On 4 November 1905 Diepenbrock confided in a letter to the Rotterdam conductor and organist-pianist A.B.H. (Anton) Verhey that he would like to compose a piece for piano solo for him, but that he was not to count on it too much. (BD V:32) Almost ten years later, on 16 April 1915, Diepenbrock noted down Avondschemer (Evening Twilight), his only work for piano, which may have been intended as a supplement to the weekly De Nieuwe Amsterdammer (see BD VIII:XI).
One and a half year passed after the tragic death of his close friend W.G. Hondius van den Broek in September 1913 and composing Ecce quomodo moritur (RC 119), in which Diepenbrock did not start any new pieces. He only made a simple arrangement of Simeon’s Lofzang (Canticle of Simeon, RC 120), which has references to death.
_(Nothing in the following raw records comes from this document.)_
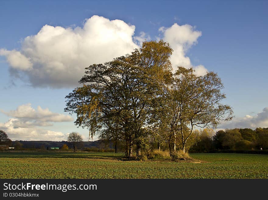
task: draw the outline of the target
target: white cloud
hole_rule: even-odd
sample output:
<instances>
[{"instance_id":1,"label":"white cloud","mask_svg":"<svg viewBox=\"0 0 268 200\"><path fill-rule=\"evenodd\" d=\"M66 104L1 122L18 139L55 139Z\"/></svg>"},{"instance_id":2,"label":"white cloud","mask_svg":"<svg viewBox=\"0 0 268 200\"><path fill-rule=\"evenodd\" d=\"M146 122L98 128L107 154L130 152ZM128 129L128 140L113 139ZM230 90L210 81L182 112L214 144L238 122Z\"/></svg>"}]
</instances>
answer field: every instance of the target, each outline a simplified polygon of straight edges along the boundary
<instances>
[{"instance_id":1,"label":"white cloud","mask_svg":"<svg viewBox=\"0 0 268 200\"><path fill-rule=\"evenodd\" d=\"M234 119L230 122L222 123L219 127L224 128L249 128L255 129L258 127L268 127L268 107L256 115L247 115L244 117Z\"/></svg>"},{"instance_id":2,"label":"white cloud","mask_svg":"<svg viewBox=\"0 0 268 200\"><path fill-rule=\"evenodd\" d=\"M61 132L34 128L15 127L14 123L17 120L11 118L4 124L0 123L0 129L5 131L12 140L62 141L67 139L67 134Z\"/></svg>"},{"instance_id":3,"label":"white cloud","mask_svg":"<svg viewBox=\"0 0 268 200\"><path fill-rule=\"evenodd\" d=\"M173 50L170 58L173 72L178 66L186 68L192 66L190 58L185 55L197 43L197 39L202 35L201 32L195 30L194 27L189 24L180 26L177 23L169 28L161 27L159 30L163 33L164 41L168 42ZM198 75L203 75L207 72L203 65L194 67L196 73Z\"/></svg>"},{"instance_id":4,"label":"white cloud","mask_svg":"<svg viewBox=\"0 0 268 200\"><path fill-rule=\"evenodd\" d=\"M143 31L142 31L139 33L139 36L135 36L133 37L133 38L134 40L137 41L137 44L140 47L142 46L143 42L144 42L145 40L149 41L151 39L150 36Z\"/></svg>"},{"instance_id":5,"label":"white cloud","mask_svg":"<svg viewBox=\"0 0 268 200\"><path fill-rule=\"evenodd\" d=\"M66 140L67 135L61 132L46 130L39 127L53 126L53 122L71 121L69 115L53 113L48 108L38 106L36 110L30 104L20 105L9 112L2 111L5 114L12 118L4 123L0 123L0 129L6 132L12 140Z\"/></svg>"},{"instance_id":6,"label":"white cloud","mask_svg":"<svg viewBox=\"0 0 268 200\"><path fill-rule=\"evenodd\" d=\"M123 21L96 15L85 20L82 27L46 25L36 34L25 38L20 50L0 49L0 55L5 57L12 75L33 86L73 88L79 85L85 68L129 53L145 39L150 39L143 32L134 37L135 29ZM178 66L191 66L185 54L201 32L176 23L159 30L174 50L171 58L174 71ZM196 69L199 75L206 72L203 66Z\"/></svg>"},{"instance_id":7,"label":"white cloud","mask_svg":"<svg viewBox=\"0 0 268 200\"><path fill-rule=\"evenodd\" d=\"M33 64L29 58L22 54L19 51L15 50L8 51L3 49L0 49L0 55L6 57L9 65L14 68L23 71L32 69Z\"/></svg>"},{"instance_id":8,"label":"white cloud","mask_svg":"<svg viewBox=\"0 0 268 200\"><path fill-rule=\"evenodd\" d=\"M73 120L69 115L53 113L48 108L43 109L39 106L36 111L30 103L19 106L15 110L9 112L1 111L1 112L8 116L18 118L17 124L22 122L26 125L35 125L43 126L49 124L44 122L71 121Z\"/></svg>"},{"instance_id":9,"label":"white cloud","mask_svg":"<svg viewBox=\"0 0 268 200\"><path fill-rule=\"evenodd\" d=\"M72 87L85 68L129 53L138 47L135 26L116 19L92 16L82 27L44 26L25 38L19 51L2 49L10 68L25 74L34 86Z\"/></svg>"}]
</instances>

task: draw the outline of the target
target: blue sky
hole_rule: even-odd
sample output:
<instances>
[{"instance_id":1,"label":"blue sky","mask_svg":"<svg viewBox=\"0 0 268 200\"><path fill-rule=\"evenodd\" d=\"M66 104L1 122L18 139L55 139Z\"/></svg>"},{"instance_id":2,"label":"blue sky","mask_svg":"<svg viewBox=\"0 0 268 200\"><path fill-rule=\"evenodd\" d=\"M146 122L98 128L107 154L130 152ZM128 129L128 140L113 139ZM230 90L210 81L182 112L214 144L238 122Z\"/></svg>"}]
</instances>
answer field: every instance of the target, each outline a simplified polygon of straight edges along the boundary
<instances>
[{"instance_id":1,"label":"blue sky","mask_svg":"<svg viewBox=\"0 0 268 200\"><path fill-rule=\"evenodd\" d=\"M64 112L65 96L91 62L145 39L170 42L174 66L218 73L236 116L219 128L268 127L268 2L185 1L1 1L0 129L12 140L64 140L78 131L87 140Z\"/></svg>"}]
</instances>

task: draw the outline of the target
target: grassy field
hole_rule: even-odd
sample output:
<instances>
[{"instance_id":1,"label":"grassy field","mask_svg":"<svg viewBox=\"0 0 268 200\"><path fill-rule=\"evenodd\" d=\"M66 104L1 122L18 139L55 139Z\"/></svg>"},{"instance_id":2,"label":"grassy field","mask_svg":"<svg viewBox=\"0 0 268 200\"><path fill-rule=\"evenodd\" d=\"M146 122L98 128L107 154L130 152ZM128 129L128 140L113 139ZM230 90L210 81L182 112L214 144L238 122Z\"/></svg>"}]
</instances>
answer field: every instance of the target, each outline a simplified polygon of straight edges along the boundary
<instances>
[{"instance_id":1,"label":"grassy field","mask_svg":"<svg viewBox=\"0 0 268 200\"><path fill-rule=\"evenodd\" d=\"M122 153L0 152L1 178L268 178L268 155L195 153L201 163L122 160Z\"/></svg>"}]
</instances>

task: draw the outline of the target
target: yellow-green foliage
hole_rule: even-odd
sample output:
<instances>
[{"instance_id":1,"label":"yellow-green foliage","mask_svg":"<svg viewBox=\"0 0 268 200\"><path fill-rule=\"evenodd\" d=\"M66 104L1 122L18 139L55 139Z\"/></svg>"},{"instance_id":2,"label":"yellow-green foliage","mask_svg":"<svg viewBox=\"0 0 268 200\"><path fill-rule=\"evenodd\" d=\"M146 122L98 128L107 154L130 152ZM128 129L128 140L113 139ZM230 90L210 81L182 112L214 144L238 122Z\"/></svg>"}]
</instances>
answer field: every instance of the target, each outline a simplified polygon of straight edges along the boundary
<instances>
[{"instance_id":1,"label":"yellow-green foliage","mask_svg":"<svg viewBox=\"0 0 268 200\"><path fill-rule=\"evenodd\" d=\"M189 154L187 152L183 152L182 150L178 150L175 152L172 152L171 156L172 158L175 159L180 159L190 158Z\"/></svg>"},{"instance_id":2,"label":"yellow-green foliage","mask_svg":"<svg viewBox=\"0 0 268 200\"><path fill-rule=\"evenodd\" d=\"M169 151L167 150L162 151L158 149L155 149L149 152L148 158L149 159L164 158L170 159L171 157Z\"/></svg>"}]
</instances>

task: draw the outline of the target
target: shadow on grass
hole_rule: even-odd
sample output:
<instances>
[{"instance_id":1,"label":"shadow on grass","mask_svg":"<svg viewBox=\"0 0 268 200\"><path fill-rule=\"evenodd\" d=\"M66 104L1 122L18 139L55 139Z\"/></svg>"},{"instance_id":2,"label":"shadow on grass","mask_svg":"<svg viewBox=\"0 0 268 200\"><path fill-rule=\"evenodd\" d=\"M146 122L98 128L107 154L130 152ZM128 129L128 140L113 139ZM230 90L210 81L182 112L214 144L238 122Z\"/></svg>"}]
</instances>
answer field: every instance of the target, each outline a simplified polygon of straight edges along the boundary
<instances>
[{"instance_id":1,"label":"shadow on grass","mask_svg":"<svg viewBox=\"0 0 268 200\"><path fill-rule=\"evenodd\" d=\"M117 155L118 154L118 155ZM122 158L121 153L102 152L18 152L0 153L0 158L85 158L119 160Z\"/></svg>"}]
</instances>

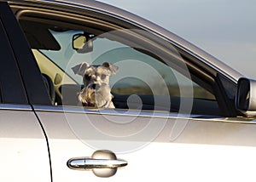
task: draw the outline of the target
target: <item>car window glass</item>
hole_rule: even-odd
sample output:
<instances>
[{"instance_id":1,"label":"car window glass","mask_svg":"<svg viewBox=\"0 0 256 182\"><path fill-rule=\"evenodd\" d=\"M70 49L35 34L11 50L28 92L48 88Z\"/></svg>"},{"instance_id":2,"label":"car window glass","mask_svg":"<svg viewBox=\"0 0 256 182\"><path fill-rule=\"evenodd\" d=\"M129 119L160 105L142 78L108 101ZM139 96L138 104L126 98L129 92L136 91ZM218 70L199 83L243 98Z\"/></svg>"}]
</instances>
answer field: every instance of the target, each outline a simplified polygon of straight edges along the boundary
<instances>
[{"instance_id":1,"label":"car window glass","mask_svg":"<svg viewBox=\"0 0 256 182\"><path fill-rule=\"evenodd\" d=\"M171 109L171 111L177 111L180 98L192 98L209 101L209 105L218 110L212 91L192 81L172 64L162 61L157 54L144 48L143 44L137 47L130 42L126 43L130 40L121 40L121 34L95 35L91 29L90 31L66 27L56 29L52 28L52 25L49 27L44 26L44 31L47 31L48 37L51 36L52 43L44 47L34 45L32 48L42 73L48 75L54 83L56 105L83 105L78 100L78 93L84 87L83 77L73 72L73 66L82 62L95 65L108 62L119 67L109 82L116 108L166 110L162 105L155 107L156 100L166 100L168 98L177 100L177 105L174 103L176 109ZM93 44L92 48L90 50L74 48L73 40L76 35L86 35ZM88 43L85 42L85 44ZM159 105L161 105L160 101ZM203 105L199 105L203 107Z\"/></svg>"}]
</instances>

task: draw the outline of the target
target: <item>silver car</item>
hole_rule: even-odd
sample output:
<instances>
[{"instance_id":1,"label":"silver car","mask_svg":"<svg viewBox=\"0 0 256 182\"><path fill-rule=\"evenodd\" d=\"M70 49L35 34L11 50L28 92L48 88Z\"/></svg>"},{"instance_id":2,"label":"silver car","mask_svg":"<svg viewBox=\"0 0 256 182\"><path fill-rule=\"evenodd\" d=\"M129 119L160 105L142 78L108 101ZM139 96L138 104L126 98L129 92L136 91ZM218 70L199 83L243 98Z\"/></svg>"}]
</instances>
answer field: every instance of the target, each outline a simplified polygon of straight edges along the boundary
<instances>
[{"instance_id":1,"label":"silver car","mask_svg":"<svg viewBox=\"0 0 256 182\"><path fill-rule=\"evenodd\" d=\"M0 181L255 181L255 81L199 48L92 0L1 1L0 35Z\"/></svg>"}]
</instances>

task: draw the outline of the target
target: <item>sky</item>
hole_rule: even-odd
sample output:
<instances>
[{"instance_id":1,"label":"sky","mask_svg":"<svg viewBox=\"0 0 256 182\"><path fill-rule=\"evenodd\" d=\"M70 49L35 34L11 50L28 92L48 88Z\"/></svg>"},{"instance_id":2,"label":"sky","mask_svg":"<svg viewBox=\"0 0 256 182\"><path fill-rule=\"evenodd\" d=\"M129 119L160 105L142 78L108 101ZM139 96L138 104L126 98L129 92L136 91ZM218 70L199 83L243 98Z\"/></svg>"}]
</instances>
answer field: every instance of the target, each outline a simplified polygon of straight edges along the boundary
<instances>
[{"instance_id":1,"label":"sky","mask_svg":"<svg viewBox=\"0 0 256 182\"><path fill-rule=\"evenodd\" d=\"M99 1L143 17L256 79L256 1Z\"/></svg>"}]
</instances>

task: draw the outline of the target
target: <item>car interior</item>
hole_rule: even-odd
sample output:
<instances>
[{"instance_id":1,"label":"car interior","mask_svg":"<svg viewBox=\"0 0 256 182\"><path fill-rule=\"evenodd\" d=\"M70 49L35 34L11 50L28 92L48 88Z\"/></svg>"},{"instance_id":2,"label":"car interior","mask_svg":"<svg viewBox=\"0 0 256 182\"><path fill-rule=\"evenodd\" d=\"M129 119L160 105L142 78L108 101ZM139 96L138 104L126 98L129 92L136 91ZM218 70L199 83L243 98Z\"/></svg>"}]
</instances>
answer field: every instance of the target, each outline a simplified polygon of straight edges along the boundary
<instances>
[{"instance_id":1,"label":"car interior","mask_svg":"<svg viewBox=\"0 0 256 182\"><path fill-rule=\"evenodd\" d=\"M114 48L114 50L108 51L96 57L94 61L101 64L106 59L110 59L113 64L120 64L119 62L120 60L128 60L139 57L139 59L144 59L143 60L143 63L148 64L145 58L150 61L154 60L157 62L159 65L155 65L155 63L148 64L150 67L154 66L156 68L159 66L159 72L162 71L163 69L166 69L166 71L163 74L161 73L160 77L166 82L165 84L168 93L167 94L159 94L158 93L162 90L161 86L155 86L157 91L154 91L152 90L153 86L150 85L153 83L150 82L148 86L148 81L143 82L143 79L154 77L150 71L148 72L146 71L143 76L145 78L142 76L141 80L135 79L137 77L136 74L138 74L138 70L137 70L136 65L130 65L131 67L127 68L125 71L128 69L134 69L135 76L132 76L132 77L127 75L126 77L119 79L119 81L112 85L113 102L116 109L157 110L171 112L183 111L186 113L188 111L181 111L181 103L191 102L192 100L192 114L221 115L212 86L216 73L208 71L200 65L196 65L189 58L189 55L179 51L178 48L173 47L166 41L161 40L157 36L150 32L137 30L126 30L119 26L112 25L108 22L102 23L100 20L92 22L91 18L89 18L87 20L72 18L68 20L67 18L63 19L63 17L56 17L56 15L49 16L49 14L20 14L19 16L20 24L40 68L42 78L44 79L53 105L82 106L82 103L79 103L78 100L78 93L84 87L82 82L79 82L75 77L71 76L70 72L66 71L61 67L62 55L59 58L56 57L57 61L61 62L60 64L56 63L50 57L50 54L57 54L63 48L63 45L58 42L59 40L56 39L55 35L60 35L61 37L61 34L73 31L73 35L77 32L81 32L82 35L84 34L86 37L87 43L89 41L93 43L92 47L87 48L88 49L85 52L80 54L78 54L78 49L69 46L72 51L79 54L78 56L81 54L85 56L86 54L89 54L90 53L96 52L96 40L102 42L106 38L111 43L113 43L113 44L120 43L122 45L125 45L125 48ZM106 32L110 31L113 31L113 33L107 33L106 35ZM72 37L67 41L73 45L73 40ZM111 43L109 45L112 45ZM105 46L108 47L108 45ZM124 50L127 52L125 53ZM48 52L49 52L49 54L47 54ZM61 54L67 56L70 53L66 50L65 53ZM72 55L71 58L73 59L73 57ZM55 57L53 56L53 58ZM81 60L77 61L79 62ZM66 65L66 66L67 65ZM167 71L170 68L171 71ZM123 74L125 76L125 73ZM183 78L178 81L177 80L177 77ZM193 91L190 96L189 93L188 94L182 93L183 92L183 90L189 89L186 88L187 86L183 86L183 88L180 88L180 82L185 79L192 82ZM158 83L158 80L153 82L156 84ZM137 95L139 99L130 100L128 103L127 100L131 98L131 95ZM166 100L170 101L167 104L168 105L165 104Z\"/></svg>"}]
</instances>

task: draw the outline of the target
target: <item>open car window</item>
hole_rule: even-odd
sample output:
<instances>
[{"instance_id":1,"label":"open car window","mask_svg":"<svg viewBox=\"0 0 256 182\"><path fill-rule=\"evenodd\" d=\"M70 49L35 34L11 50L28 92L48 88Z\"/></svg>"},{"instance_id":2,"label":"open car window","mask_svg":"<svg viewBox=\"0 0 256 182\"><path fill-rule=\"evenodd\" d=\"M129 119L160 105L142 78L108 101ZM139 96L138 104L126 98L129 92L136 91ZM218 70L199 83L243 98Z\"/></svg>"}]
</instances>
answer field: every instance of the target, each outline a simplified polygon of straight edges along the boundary
<instances>
[{"instance_id":1,"label":"open car window","mask_svg":"<svg viewBox=\"0 0 256 182\"><path fill-rule=\"evenodd\" d=\"M42 74L53 82L55 105L84 105L78 100L83 77L74 74L72 67L82 62L97 65L108 62L119 67L109 82L117 109L177 112L182 102L189 102L191 109L184 112L220 113L213 78L203 71L198 74L171 43L155 35L40 19L20 23ZM75 41L83 37L84 43L76 45Z\"/></svg>"}]
</instances>

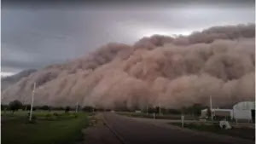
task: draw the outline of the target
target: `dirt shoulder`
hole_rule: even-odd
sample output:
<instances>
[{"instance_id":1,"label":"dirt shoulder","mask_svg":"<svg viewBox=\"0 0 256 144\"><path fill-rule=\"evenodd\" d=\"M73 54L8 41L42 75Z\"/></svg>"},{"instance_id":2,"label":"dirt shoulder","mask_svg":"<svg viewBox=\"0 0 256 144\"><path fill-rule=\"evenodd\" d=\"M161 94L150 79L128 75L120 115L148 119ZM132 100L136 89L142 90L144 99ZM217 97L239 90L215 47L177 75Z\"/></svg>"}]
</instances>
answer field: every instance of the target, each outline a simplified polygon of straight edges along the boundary
<instances>
[{"instance_id":1,"label":"dirt shoulder","mask_svg":"<svg viewBox=\"0 0 256 144\"><path fill-rule=\"evenodd\" d=\"M83 130L83 144L121 144L102 118L101 113L90 117L90 126Z\"/></svg>"}]
</instances>

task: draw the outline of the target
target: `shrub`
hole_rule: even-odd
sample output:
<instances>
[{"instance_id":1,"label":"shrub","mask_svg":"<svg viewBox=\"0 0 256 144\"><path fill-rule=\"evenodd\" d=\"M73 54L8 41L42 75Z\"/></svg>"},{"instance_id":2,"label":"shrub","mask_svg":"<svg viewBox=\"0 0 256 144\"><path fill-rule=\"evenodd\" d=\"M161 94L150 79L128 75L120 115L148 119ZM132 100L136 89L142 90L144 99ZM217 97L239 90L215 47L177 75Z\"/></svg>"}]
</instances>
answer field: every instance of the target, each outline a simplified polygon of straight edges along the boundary
<instances>
[{"instance_id":1,"label":"shrub","mask_svg":"<svg viewBox=\"0 0 256 144\"><path fill-rule=\"evenodd\" d=\"M70 111L70 107L66 107L65 108L65 112L67 113Z\"/></svg>"}]
</instances>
Avondschemer is a short, melancholic work. According to an annotation on the loose sheet on which Diepenbrock notated the 49 measures, the piece has the movement of a very slow waltz (Mov.o di Valse très lente). This corresponds with the indication “Langzaam en mijmerend” (Slow and contemplative) in the neat copy. The title Crepusculo (Latin for “in the evening twilight”) is very much in line with Diepenbrock’s predilection for musically depicting peaceful, evening scenes. The harmonies are strongly determined by augmented triads and other chords based on the whole tone scale. Chromaticism plays an important role in the wistful melodies. The sound is very Debussian.
At the initiative of the Alphons Diepenbrock Fund (ADF), Avondschemer was published in 1922 by A.A. Noske in The Hague, as number 1 in the ADF series. Most likely the work was not performed in public before the appearance of this edition.